O calendário do IPVA 2026 em São Paulo já está definido e traz datas que exigem atenção imediata de quem depende do carro no dia a dia. O estado publicou no Diário Oficial os vencimentos da cota única com 3% de desconto, válida apenas em janeiro, além do parcelamento permitido entre três e cinco vezes conforme o valor do imposto. Os prazos seguem o final da placa, começando pelo final 1, no dia 12 de janeiro, e encerrando no final 0, no dia 23. Quem optar por pagar em fevereiro mantém o vencimento atrelado à placa, mas perde o desconto.
A base de cálculo continua ligada ao valor venal do veículo, usando a Tabela Fipe de setembro e outubro de 2025 multiplicada pela alíquota estadual. Em São Paulo, a estrutura permanece estável: carros flex, gasolina e elétricos pagam 4%, motos ficam em 2%, caminhões recolhem 1,5% e veículos de locadoras pagam 1%. As demais referências nacionais não se aplicam às regras locais, já que o foco aqui é exclusivamente o cenário paulista.
Em São Paulo, o calendário de caminhões segue uma lógica própria. O pagamento pode ser feito à vista até 22 de abril, sem desconto, ou parcelado em cinco vezes, sempre com vencimento no dia 20 de cada mês. Essa distinção reforça a necessidade de planejamento, já que os proprietários de veículos de carga lidam com um cronograma mais longo que o dos demais motoristas.

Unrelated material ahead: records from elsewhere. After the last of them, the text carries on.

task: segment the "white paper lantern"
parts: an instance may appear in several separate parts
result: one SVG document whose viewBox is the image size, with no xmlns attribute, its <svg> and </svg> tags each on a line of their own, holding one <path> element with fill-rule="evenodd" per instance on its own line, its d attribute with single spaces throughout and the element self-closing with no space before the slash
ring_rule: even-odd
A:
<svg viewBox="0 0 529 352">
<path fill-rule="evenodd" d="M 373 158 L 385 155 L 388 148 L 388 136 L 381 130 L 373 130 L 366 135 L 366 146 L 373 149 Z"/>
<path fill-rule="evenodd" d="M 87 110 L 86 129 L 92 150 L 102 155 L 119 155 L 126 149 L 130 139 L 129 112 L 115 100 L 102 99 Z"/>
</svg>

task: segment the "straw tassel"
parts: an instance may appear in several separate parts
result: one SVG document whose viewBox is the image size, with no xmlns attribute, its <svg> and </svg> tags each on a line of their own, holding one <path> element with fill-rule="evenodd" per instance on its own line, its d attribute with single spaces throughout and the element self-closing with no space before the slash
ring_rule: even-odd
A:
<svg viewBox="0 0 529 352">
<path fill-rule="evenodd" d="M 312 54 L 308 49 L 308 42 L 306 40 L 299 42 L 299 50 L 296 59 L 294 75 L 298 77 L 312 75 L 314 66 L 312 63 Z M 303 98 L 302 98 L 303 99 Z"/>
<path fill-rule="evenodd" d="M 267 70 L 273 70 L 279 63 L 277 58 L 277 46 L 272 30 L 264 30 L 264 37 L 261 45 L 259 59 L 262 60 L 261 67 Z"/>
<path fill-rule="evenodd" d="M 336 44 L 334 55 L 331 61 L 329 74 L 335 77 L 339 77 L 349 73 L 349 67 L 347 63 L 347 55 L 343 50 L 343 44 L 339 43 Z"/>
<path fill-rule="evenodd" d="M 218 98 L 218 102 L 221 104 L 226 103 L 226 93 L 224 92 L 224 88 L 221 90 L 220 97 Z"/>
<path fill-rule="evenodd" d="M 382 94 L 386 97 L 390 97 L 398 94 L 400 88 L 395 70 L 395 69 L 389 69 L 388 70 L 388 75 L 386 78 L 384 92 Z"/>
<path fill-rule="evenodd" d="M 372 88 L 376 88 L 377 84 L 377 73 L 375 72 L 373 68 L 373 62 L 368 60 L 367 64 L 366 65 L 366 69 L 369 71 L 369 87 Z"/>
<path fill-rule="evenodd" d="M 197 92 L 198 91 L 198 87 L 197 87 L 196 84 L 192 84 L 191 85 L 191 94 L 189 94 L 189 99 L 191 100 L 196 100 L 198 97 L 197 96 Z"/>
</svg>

As isenções também impactam diretamente os proprietários no estado. A PEC 72/23 zerou o IPVA para veículos com 20 anos ou mais, tornando automática a isenção para modelos fabricados até 2006. Já no campo dos eletrificados, São Paulo manteve a alíquota cheia para elétricos, mas isentou híbridos flex e etanol com preço de até R$ 250 mil, uma política distinta de outras regiões e que se aplica exclusivamente ao contribuinte paulista.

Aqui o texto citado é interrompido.